Bahwa akhir-akhir ini sering dijumpai foto-foto selfie bersama
hewan buruan di berbagai media sosial populer, perlu diperhatikan lebih serius.
Namanya juga selfie; mereka memasang tampang imut, keren, atau gestur-gestur
lain yang menunjukkan ketangguhan mereka. Sementara, di sampingnya, hewan
buruan yang notabene hewan langka yang telah terbujur kaku masih tetap
‘dipaksa’ untuk berpose selfie.
Dalam kasus ini, terlihat bagaimana sifat alamiah manusia yang
cenderung perusak, meski dikatakan bahwa manusia diutus ke bumi adalah sebagai
khalifah. Tidak main-main, daya penghancur yang ada pada makhluk bernama
manusia ini sangatlah tinggi. Bahkan, segala cara akan ditempuh untuk
mendapatkan apa yang diinginkan. Contoh paling mudah, masih ingatkah film
Avatar buatan James Cameron yang rilis beberapa tahun lalu? Dalam film itu
ditunjukkan bahwa betapa daya penghancur manusia sangatlah mengerikan.
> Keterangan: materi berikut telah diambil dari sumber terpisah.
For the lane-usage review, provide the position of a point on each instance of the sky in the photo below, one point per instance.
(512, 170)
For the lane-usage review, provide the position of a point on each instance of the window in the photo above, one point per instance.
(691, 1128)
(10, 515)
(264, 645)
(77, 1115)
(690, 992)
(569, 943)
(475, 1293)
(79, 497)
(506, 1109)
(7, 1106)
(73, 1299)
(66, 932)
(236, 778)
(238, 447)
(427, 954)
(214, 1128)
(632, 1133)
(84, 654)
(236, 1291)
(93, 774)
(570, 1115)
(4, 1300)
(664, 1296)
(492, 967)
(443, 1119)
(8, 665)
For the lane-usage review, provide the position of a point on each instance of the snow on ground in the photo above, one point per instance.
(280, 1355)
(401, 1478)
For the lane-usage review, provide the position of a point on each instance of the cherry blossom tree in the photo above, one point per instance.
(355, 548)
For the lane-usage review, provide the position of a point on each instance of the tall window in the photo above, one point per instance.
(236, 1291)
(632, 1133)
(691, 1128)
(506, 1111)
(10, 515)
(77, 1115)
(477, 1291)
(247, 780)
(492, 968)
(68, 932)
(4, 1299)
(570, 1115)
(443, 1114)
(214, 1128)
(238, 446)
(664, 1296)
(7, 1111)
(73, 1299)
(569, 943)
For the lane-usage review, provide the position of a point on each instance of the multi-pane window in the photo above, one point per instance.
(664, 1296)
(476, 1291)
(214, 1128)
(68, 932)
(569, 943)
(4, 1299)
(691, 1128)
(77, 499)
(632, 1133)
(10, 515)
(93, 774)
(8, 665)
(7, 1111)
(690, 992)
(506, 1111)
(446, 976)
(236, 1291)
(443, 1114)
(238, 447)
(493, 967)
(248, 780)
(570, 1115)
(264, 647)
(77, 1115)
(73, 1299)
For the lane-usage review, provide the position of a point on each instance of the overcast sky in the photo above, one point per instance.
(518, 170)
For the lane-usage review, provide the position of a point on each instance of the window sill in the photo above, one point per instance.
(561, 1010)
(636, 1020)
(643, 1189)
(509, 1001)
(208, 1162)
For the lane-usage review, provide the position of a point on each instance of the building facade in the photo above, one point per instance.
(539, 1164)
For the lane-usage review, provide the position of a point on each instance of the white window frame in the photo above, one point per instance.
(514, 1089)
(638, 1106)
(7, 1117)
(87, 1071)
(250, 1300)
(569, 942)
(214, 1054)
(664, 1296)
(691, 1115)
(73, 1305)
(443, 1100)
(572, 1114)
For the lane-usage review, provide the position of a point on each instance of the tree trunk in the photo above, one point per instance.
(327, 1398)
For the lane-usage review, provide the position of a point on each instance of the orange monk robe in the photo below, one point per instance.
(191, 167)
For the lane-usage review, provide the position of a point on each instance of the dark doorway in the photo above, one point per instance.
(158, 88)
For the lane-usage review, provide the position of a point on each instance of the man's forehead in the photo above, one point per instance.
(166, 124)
Eksploitasi alam. Penambangan sumber daya alam yang masif,
perburuan hewan serta pembukaan lahan produktif yang tak terkontrol seakan
menjadi berita sehari-hari. Sebagai wilayah hijau yang (dulu) merupakan
paru-paru dunia, Indonesia mempunyai semua itu; sumber daya alam berlimpah,
baik di permukaan atau di dalam perut bumi.
Hanya sekedar berbagi kisah. Konon di suatu tempat hidup seorang
yang pandai. Cukup disegani oleh masyarakat. Tetapi orang pandai itu mempunyai
hobi yang merusak, yaitu mencari ikan dengan cara menyetrum. Bukan apa-apa,
hanya saja bagaimana mungkin seorang yang pandai serta berwawasan bisa
melakukan hal itu? Dan hampir setiap hari ia melakukan itu. Jika sungai adalah
suatu negara, dan ikan-ikan di dalamnya adalah rakyat, maka bukankah sama saja
orang itu melakukan genosida? Pembunuhan massal yang terencana dan sistematis
untuk menghilangkan suatu ras (lebih tepatnya suatu spesies) dari bumi.
Apa sih yang sebenarnya dicari oleh orang-orang semacam itu?
Kepuasan? Atau apa? Jika mencari kepuasan, kepuasan macam apa itu, yang puas
setelah membunuh. Bahkan memamerkan ke orang lain dengan bangganya.
Dengan melihat segala tanda-tanda yang ada di sekitar, meski ada
kemajuan di bidang-bidang tertentu, tidak bisa dipungkiri bahwa secara mental
spriritual manusia secara umum mengalami kemunduran. Keliru jika menyebut bahwa
peradaban lampau lebih primitif dibandingkan dengan peradaban modern saat ini;
manusia yang hidup di masa silam berburu sesuai dengan kebutuhan, mereka juga
berusaha untuk membuat sesuatu yang bisa digunakan untuk menutupi tubuh mereka.
Sementara, pemandangan yang cukup kontras tersaji di era milenium; perburuan
untuk memuaskan nafsu, dan semakin banyak orang-orang yang hanya mengenakan
pakaian seadanya di muka umum sementara ada pakaian yang lebih pantas.
Kemunduran.
Kemunduran juga dialami manusia modern terkait dengan kemampuannya
untuk membaca tanda-tanda alam atau sasmita. Terlihat di sini bahwa kemajuan
teknologi yang pesat malah menghilangkan kemampuan manusia untuk membaca alam.
Padahal, nenek moyang Indonesia adalah orang-orang tangguh yang bisa membaca tanda-tanda
alam yang bisa digunakan sebagai pemandu sebelum melakukan sesuatu.
Maka yang perlu diingat adalah nasihat dari simbah-simbah kita
dulu, bahwa manusia hidup di dunia ini harus selalu eling lan waspada, serta
ojo dumeh.
Nadyan sira pinunjul | Nanging aja sira njur keladuk | ngelingana
wong urip anggendhong lali | Den elingo urip iku | Prayoga ingkang prasaja ||
Tembang macapat Gambuh tersebut harap selalu diingat. Bahwa meski
manusia itu adalah makhluk unggul dan diciptakan lebih baik dari seluruh makhluk
Tuhan di dunia, janganlah kemudian menjadi sombong, angkuh, atau tamak karena
sebenarnya manusia itu selalu membawa sifat ‘lupa’ di dalam dirinya. Ingatlah
bahwa hidup sederhana itu lebih baik.